De productiviteitswinsten van een nieuwe technologie schieten doorgaans het eerst wortel in de technologiebedrijven zelf. “Voor kleinere bedrijven is die oefening veel moeilijker, maar je ziet pas een effect op macroniveau als die technologie breed wordt toegepast”, zegt Erik Buyst. “De geschiedenis leert dat het tijd vergt voordat innovaties extra winsten opleveren. Het gebruik van een nieuwe technologie is één zaak, het bouwen van verdienmodellen op basis van die technologie is een andere. Dat leerproces vergt jaren. AI is nog niet de heilige graal die alles oplost. De technologie heeft een groot potentieel, maar we lopen te hard van stapel. De impact van grote innovaties wordt overschat op korte termijn, maar onderschat op lange termijn.”
Groot potentieel
Ook bij de uitrol van elektriciteit in de jaren twintig en de interneteconomie in de jaren negentig duurde het jaren voordat productiviteitswinsten in de statistieken opdoken. “De grote productiviteitswinsten worden behaald als organisaties en productieprocessen zich aanpassen aan een nieuwe technologie. We moeten nog leren om AI productief in te zetten. In de technologiesector is dat proces al bezig, maar hoe breed kan AI worden uitgerold in de rest van de economie en bij de overheid? Het potentieel is groot, maar de ramingen lopen nog ver uiteen. Een toename van de productiviteit met 1 procentpunt is echter realistisch, en dat zou al een wereld van verschil maken”, zegt Peter Vanden Houte.
De AI-revolutie dreigt vooral een Amerikaanse zaak te worden. “Europa heeft in de jaren negentig de trein gemist. Het is geen toeval dat het welvaartsverschil met de Verenigde Staten sindsdien is toegenomen. De kloof dreigt nu nog breder te worden. Dat kan voor nog meer frustraties in het stemhokje zorgen”, zegt Erik Buyst.
‘Artificiële intelligentie is nog niet de heilige graal die alles oplost. De technologie heeft een groot potentieel, maar we lopen te hard van stapel’
“Het wordt zaak AI in zo veel mogelijk sectoren in te zetten”, zegt Peter Vanden Houte. “Dat vergt ook flexibele arbeidsmarkten, wat in het voordeel van de Verenigde Staten speelt. Bovendien zullen de productiviteitswinsten aanvankelijk vooral te rapen vallen in de technologiesector, die dubbel zo groot is in de Verenigde Staten. De productiviteitsimpuls van AI dreigt in Europa veel kleiner uit te vallen.”

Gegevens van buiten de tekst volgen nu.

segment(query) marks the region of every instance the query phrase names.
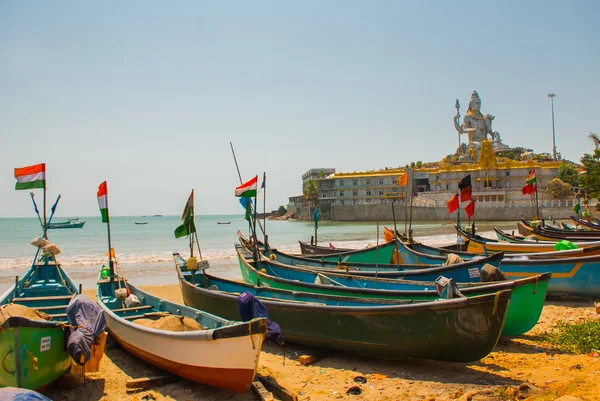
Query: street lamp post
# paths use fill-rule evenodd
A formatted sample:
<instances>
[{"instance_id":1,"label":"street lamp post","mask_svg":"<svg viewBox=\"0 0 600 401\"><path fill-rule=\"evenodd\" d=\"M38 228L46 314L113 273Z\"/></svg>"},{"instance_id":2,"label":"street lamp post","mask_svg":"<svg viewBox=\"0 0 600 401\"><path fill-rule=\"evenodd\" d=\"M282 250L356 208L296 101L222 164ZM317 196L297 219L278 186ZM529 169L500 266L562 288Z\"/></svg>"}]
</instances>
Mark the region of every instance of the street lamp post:
<instances>
[{"instance_id":1,"label":"street lamp post","mask_svg":"<svg viewBox=\"0 0 600 401\"><path fill-rule=\"evenodd\" d=\"M554 93L548 93L550 102L552 103L552 160L556 161L556 133L554 131Z\"/></svg>"}]
</instances>

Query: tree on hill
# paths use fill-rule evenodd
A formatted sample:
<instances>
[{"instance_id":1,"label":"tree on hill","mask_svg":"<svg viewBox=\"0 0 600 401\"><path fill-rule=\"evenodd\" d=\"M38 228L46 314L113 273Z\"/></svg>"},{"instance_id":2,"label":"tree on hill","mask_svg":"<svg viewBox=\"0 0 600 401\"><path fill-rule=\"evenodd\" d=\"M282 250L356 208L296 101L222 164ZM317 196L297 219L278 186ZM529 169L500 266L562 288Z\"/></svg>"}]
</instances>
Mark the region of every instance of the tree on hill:
<instances>
[{"instance_id":1,"label":"tree on hill","mask_svg":"<svg viewBox=\"0 0 600 401\"><path fill-rule=\"evenodd\" d=\"M284 216L286 213L287 213L287 209L285 208L285 206L283 206L283 205L279 206L279 209L277 209L277 215Z\"/></svg>"}]
</instances>

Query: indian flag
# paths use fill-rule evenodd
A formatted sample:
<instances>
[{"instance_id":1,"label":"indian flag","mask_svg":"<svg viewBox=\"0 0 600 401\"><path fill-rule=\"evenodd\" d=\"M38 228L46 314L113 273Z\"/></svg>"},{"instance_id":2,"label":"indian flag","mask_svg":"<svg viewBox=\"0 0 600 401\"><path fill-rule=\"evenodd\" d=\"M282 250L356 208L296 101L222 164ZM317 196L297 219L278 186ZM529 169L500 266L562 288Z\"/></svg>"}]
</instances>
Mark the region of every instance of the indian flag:
<instances>
[{"instance_id":1,"label":"indian flag","mask_svg":"<svg viewBox=\"0 0 600 401\"><path fill-rule=\"evenodd\" d=\"M46 189L46 163L15 169L15 189Z\"/></svg>"},{"instance_id":2,"label":"indian flag","mask_svg":"<svg viewBox=\"0 0 600 401\"><path fill-rule=\"evenodd\" d=\"M235 188L235 196L242 198L252 198L256 196L256 184L258 183L258 175L250 181Z\"/></svg>"},{"instance_id":3,"label":"indian flag","mask_svg":"<svg viewBox=\"0 0 600 401\"><path fill-rule=\"evenodd\" d=\"M527 177L525 182L528 183L529 185L533 185L536 183L535 170L531 170L531 173L529 173L529 176Z\"/></svg>"},{"instance_id":4,"label":"indian flag","mask_svg":"<svg viewBox=\"0 0 600 401\"><path fill-rule=\"evenodd\" d=\"M108 223L108 193L106 190L106 181L98 187L98 206L100 206L102 222Z\"/></svg>"}]
</instances>

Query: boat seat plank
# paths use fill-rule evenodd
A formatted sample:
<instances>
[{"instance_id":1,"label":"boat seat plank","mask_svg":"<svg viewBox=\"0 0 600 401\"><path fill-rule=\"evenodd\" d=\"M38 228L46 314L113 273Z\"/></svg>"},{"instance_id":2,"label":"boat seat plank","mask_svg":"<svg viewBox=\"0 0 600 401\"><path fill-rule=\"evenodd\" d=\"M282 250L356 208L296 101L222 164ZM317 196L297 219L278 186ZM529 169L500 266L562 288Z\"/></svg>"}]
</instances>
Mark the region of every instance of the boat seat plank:
<instances>
[{"instance_id":1,"label":"boat seat plank","mask_svg":"<svg viewBox=\"0 0 600 401\"><path fill-rule=\"evenodd\" d=\"M75 295L75 294L74 294ZM14 298L13 302L31 302L31 301L59 301L70 300L73 295L54 295L49 297L19 297Z\"/></svg>"},{"instance_id":2,"label":"boat seat plank","mask_svg":"<svg viewBox=\"0 0 600 401\"><path fill-rule=\"evenodd\" d=\"M67 305L53 305L53 306L33 306L32 308L37 309L39 311L51 311L51 310L65 310Z\"/></svg>"},{"instance_id":3,"label":"boat seat plank","mask_svg":"<svg viewBox=\"0 0 600 401\"><path fill-rule=\"evenodd\" d=\"M141 309L152 309L152 305L140 305L140 306L132 306L131 308L122 308L122 309L113 309L113 312L129 312L129 311L137 311Z\"/></svg>"}]
</instances>

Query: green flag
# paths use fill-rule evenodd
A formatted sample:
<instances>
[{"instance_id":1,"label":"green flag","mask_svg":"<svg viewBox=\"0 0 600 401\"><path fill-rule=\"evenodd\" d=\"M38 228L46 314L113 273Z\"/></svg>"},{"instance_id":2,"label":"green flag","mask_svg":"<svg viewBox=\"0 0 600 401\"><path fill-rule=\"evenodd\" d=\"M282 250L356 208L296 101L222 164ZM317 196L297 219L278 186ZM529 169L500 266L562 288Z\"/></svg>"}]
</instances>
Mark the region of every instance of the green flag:
<instances>
[{"instance_id":1,"label":"green flag","mask_svg":"<svg viewBox=\"0 0 600 401\"><path fill-rule=\"evenodd\" d=\"M187 203L185 204L185 209L183 210L183 215L181 216L181 224L179 227L175 229L175 238L186 237L190 234L196 232L196 226L194 224L194 190L192 189L192 193L188 198Z\"/></svg>"}]
</instances>

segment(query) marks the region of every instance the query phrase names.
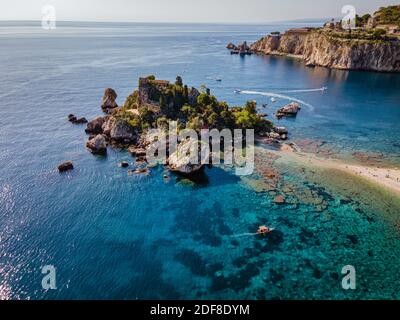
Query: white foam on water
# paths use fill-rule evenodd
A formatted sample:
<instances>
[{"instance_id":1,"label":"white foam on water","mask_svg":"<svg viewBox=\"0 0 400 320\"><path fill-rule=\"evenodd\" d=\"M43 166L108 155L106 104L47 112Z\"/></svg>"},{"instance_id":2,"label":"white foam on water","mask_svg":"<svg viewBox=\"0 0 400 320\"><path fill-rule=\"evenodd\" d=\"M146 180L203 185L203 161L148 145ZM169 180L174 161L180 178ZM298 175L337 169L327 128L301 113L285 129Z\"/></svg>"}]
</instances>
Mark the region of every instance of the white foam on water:
<instances>
[{"instance_id":1,"label":"white foam on water","mask_svg":"<svg viewBox=\"0 0 400 320\"><path fill-rule=\"evenodd\" d=\"M251 90L243 90L240 91L241 94L251 94L251 95L261 95L261 96L266 96L266 97L272 97L272 98L279 98L283 100L289 100L293 102L297 102L299 104L302 104L306 107L308 107L311 111L314 111L314 106L297 98L289 97L287 95L283 95L280 93L274 93L274 92L260 92L260 91L251 91Z\"/></svg>"},{"instance_id":2,"label":"white foam on water","mask_svg":"<svg viewBox=\"0 0 400 320\"><path fill-rule=\"evenodd\" d=\"M326 91L327 87L317 88L317 89L299 89L299 90L285 90L283 93L299 93L299 92L318 92L318 91Z\"/></svg>"}]
</instances>

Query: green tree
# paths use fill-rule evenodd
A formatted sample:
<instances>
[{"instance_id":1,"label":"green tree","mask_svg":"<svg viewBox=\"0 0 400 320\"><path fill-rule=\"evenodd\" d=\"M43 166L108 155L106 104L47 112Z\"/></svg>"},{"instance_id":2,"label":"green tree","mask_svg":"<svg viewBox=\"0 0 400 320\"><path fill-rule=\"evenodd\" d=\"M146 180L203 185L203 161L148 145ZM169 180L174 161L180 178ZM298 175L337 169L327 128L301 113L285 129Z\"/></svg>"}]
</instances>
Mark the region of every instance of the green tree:
<instances>
[{"instance_id":1,"label":"green tree","mask_svg":"<svg viewBox=\"0 0 400 320\"><path fill-rule=\"evenodd\" d=\"M250 113L250 114L256 114L257 113L257 102L255 101L247 101L245 109Z\"/></svg>"},{"instance_id":2,"label":"green tree","mask_svg":"<svg viewBox=\"0 0 400 320\"><path fill-rule=\"evenodd\" d=\"M183 87L183 102L184 103L189 102L189 88L187 85Z\"/></svg>"},{"instance_id":3,"label":"green tree","mask_svg":"<svg viewBox=\"0 0 400 320\"><path fill-rule=\"evenodd\" d=\"M208 118L207 118L207 122L210 128L217 128L218 127L218 114L216 114L215 112L212 112Z\"/></svg>"},{"instance_id":4,"label":"green tree","mask_svg":"<svg viewBox=\"0 0 400 320\"><path fill-rule=\"evenodd\" d=\"M175 84L176 84L177 86L180 86L180 87L182 87L182 86L183 86L182 77L180 77L180 76L177 76L177 77L176 77Z\"/></svg>"},{"instance_id":5,"label":"green tree","mask_svg":"<svg viewBox=\"0 0 400 320\"><path fill-rule=\"evenodd\" d=\"M204 128L204 120L199 116L194 117L188 122L187 128L200 131L201 129Z\"/></svg>"},{"instance_id":6,"label":"green tree","mask_svg":"<svg viewBox=\"0 0 400 320\"><path fill-rule=\"evenodd\" d=\"M139 115L143 129L152 126L152 123L154 122L154 112L149 110L147 106L139 108Z\"/></svg>"}]
</instances>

AI belooft niet alleen sterke efficiëntiewinsten. De vermogensbeheerder Blackstone waarschuwt dat AI ook heel wat sectoren en bedrijven kan ontwrichten: “Beleggers onderschatten het potentieel van AI om hele industrieën te verpletteren. De opkomst van AI ontwricht al sectoren zoals accountancy, consultancy en rechtsbijstand. Ook uitgevers en softwarebedrijven verkeren in een moeilijke positie.” Op de beurs staan de koersen van bijvoorbeeld callcenterbedrijven zwaar onder druk, alsof de markt verwacht dat die activiteit volledig door AI zal worden vervangen.
Als AI breed wordt opgepikt, is het potentieel groot, bevestigt Hans Bevers. “Academische studies suggereren dat AI de arbeidsproductiviteit met 10 tot 50 procent kan verhogen. Laten we in het midden van de vork blijven, met een productiviteitsverbetering van 20 procent. Als je die 20 procent toepast op 75 procent van de bedrijven, kom je uit op een stijging van de arbeidsproductiviteit met 15 procent. Verspreid over een periode van tien jaar betekent dat een extra economische groei van 1,5 procent per jaar. Dat is gigantisch.”